One estimate used to determine success or failure was the CBO's 7 million figure for new insurance customers. Since the latest estimate for new customers is only 6 million for this year, opponents of the law have cited it as a sign of failure. Bob Moffitt, a senior fellow at the conservative Heritage Foundation's Center for Policy Innovation, has cited the lower number as proof of a "death spiral" in enrollments that will result in higher premiums.

Sommers disagrees. The estimates, he said, "are pretty imprecise."

"People tend to think, 'If they get to 7 million, it's a success, and if not, it isn't,'" Sommers said. "That's pretty simplistic."

Beyond the number of new customers, Moffitt said, is the type of customer. He said it's a problem that only 26% of the first wave of enrollees were younger than 35. That means too many of the new policy holders are old and therefore more expensive. Too many people like that, he said, and "insurance would become simply unaffordable."

Back-up plans

But who makes up that pool, and whether they are young and healthy, likely won't play a huge part in stability - at least in the short-term - because the law has so many back-up measures built in to protect the rest of the insurance market from higher health costs, Sommers said.

"There's this idea of a 'death spiral' if you only have sick people and the markets keep rising," he said. "But it's really unlikely to happen with the ACA because there are so many other parts of the law."

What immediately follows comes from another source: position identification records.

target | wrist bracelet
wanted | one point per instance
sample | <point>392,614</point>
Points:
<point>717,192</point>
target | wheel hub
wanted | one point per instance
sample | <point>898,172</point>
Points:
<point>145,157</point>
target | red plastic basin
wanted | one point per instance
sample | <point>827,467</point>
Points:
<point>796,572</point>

Risk corridors, reinsurance and risk adjustment programs written into the law ensure that health insurance plans that attract only sick people are evened out by payments from plans that have healthier pools and that the market remains stable for individuals. Medicare Part D has similar rules in place.

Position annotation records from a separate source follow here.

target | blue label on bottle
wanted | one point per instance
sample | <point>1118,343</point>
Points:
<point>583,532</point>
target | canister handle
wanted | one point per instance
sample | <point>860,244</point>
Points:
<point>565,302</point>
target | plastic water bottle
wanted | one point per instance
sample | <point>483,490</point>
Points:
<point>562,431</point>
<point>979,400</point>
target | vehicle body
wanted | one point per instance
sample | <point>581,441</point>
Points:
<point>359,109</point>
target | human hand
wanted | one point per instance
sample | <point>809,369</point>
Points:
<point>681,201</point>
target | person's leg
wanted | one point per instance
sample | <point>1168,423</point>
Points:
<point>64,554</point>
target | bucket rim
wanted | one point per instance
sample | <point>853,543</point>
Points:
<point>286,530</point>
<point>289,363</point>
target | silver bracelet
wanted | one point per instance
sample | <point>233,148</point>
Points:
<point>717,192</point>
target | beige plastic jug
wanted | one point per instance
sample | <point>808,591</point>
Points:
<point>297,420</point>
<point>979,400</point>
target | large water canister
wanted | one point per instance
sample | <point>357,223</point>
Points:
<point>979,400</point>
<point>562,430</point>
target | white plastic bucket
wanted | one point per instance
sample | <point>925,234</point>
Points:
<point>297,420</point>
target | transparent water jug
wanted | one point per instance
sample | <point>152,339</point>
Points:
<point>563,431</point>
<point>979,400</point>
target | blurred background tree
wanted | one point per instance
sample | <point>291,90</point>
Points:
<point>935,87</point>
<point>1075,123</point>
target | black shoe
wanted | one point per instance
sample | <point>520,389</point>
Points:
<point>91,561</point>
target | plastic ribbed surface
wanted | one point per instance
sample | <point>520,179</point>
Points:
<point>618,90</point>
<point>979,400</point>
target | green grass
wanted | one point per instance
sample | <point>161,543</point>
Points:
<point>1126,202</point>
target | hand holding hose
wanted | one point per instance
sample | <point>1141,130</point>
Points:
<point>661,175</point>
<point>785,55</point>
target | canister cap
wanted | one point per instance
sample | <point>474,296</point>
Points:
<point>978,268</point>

The Feb. 4 CBO report said risk corridors, reinsurance and risk adjustment will bring in $7 billion between 2015 and 2024, although House Republicans conducted a hearing Feb. 5 in which they called risk corridors a "bailout" for insurers that would cost the government money.

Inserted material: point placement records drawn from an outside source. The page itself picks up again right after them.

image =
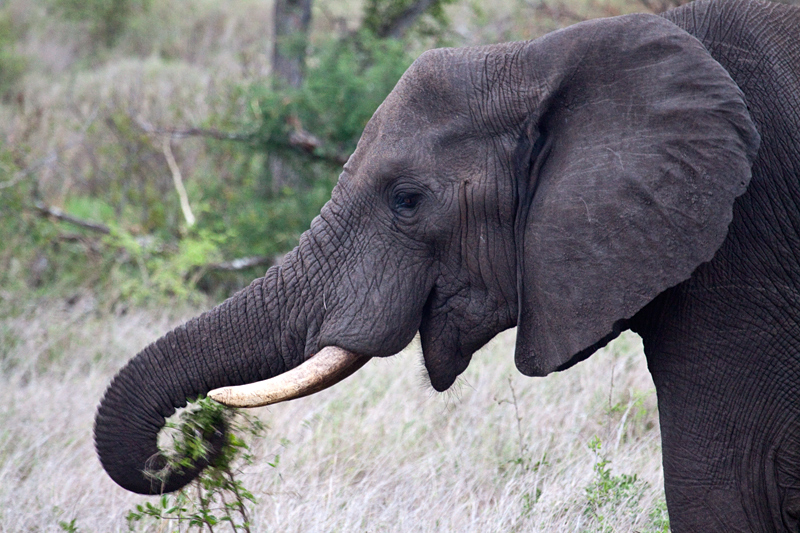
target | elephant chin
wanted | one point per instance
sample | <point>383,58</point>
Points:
<point>444,360</point>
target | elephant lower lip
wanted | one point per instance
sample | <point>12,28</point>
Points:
<point>328,367</point>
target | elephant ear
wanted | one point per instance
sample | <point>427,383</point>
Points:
<point>632,162</point>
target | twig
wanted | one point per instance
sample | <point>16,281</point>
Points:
<point>241,263</point>
<point>398,26</point>
<point>58,214</point>
<point>177,180</point>
<point>299,140</point>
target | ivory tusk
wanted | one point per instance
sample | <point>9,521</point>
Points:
<point>329,366</point>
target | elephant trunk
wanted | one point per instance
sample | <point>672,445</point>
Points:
<point>245,339</point>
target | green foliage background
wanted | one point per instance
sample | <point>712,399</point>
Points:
<point>90,89</point>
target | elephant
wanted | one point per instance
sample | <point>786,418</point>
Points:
<point>639,172</point>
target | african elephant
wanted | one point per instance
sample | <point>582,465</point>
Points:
<point>639,172</point>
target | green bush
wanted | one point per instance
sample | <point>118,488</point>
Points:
<point>217,496</point>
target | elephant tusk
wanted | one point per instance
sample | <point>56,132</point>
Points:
<point>328,367</point>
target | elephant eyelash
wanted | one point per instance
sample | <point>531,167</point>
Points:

The true impact of the law on insurers will be known once it's determined if the new policy holders actually pay their premiums, said Tim Jost, a Washington and Lee University law professor and health policy expert. So far, he said, the Department of Health and Human Services can only tell if people have enrolled for insurance, not paid for it.

"If nobody shows up, that will have serious consequences in the risk pools," he said.

A good look at the future will be how the 2015 premium rates look, Jost said.

"Are their insurers who drop out of the exchange because they can't make a go of it, or do insurers jump in if things look pretty good?" Jost said. "It's possible we could have a situation in 2015 were premiums go up and a lot of insurers go insolvent, but I don't think we're anywhere near that."